Content based indexing for Audio/Video/Images

vigsterkr · February 3, 2020, 5:05pm

So for a while I was wondering why we cannot index our audio/video/images locally, since we have so nice machine learning models already… see all the CNNs for images like VGG, YOLOv3 et.al.

here’s my idea about the whole thing and it would be great to discuss how would a final solution for this in tracker:

Since tracker-extract already supports gstreamer pipelines, my idea is basically create a simple gstreamer plugin that can apply an ML model on the content and then use the output and add it to the knowledge graph (now how would the actual ontology look like that’s another question, see later). The great thing is that there’s already efforts in exporting ML models into a common format called ONNX. There’s actually a nice library called onnxruntime that can execute these models, hence not requiring to have all the different ML libraries like tensorflow, pytorch etc available/linked to the plugin to be able to apply these models. in other words, what i’m working on now is to write a gst-onnx plugin that only depends on onnxruntime and you can just specify which model you wanna use for that pipeline. of course the devil is in the details, i.e. none of the actual onnx files provide all the information to be able to run the model, i.e. there are some pre- and postprocessing steps that are model specific… so this makes things a bit more complicated, but still some of the mature models could be already supported with this approach.

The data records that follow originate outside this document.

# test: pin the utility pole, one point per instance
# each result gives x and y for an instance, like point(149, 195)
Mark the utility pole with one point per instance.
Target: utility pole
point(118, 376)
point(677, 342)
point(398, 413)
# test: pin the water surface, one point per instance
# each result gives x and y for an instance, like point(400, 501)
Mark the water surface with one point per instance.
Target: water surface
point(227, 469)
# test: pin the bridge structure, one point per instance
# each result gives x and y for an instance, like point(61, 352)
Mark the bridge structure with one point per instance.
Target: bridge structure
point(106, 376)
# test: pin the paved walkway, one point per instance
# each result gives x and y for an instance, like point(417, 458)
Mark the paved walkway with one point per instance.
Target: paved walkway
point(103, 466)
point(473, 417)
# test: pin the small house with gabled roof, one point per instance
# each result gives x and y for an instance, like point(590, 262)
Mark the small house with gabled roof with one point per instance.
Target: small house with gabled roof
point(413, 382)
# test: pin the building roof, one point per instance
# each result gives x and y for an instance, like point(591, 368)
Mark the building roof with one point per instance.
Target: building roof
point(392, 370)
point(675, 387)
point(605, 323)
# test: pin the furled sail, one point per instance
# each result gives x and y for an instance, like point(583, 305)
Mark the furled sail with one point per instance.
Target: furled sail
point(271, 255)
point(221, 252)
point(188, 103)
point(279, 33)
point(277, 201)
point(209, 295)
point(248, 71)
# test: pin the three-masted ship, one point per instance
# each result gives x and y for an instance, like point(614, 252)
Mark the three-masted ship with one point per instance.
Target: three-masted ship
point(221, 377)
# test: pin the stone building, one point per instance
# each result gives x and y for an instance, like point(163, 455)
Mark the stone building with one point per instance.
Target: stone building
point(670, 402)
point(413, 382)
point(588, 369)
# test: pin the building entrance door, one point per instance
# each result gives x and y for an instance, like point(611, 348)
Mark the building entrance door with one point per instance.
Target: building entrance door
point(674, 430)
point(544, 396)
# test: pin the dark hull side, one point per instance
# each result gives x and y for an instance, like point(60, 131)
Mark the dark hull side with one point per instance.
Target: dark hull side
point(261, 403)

some of the problems/questions that should be discussed:

the tags/categories of the models are not standardized, i.e. each model has a certain set of categories that they can assign to an image. but these are model specific.
how to store the assigned category in rdf: namely how would you search based on content? all these categories are defined in english, so while searching “images of dogs” could be easily done, but the same is not true if you wanna support the same query in other languages. same for things like: “images of selfies” etc. so how would we support internationalization?

btw another good feature of onnxruntime that it supports various backends (like gpu or multithreaded cpu) for running the models

i’d be super interested to discuss this idea in further detail and have it somewhere on the roadmap to add it to tracker.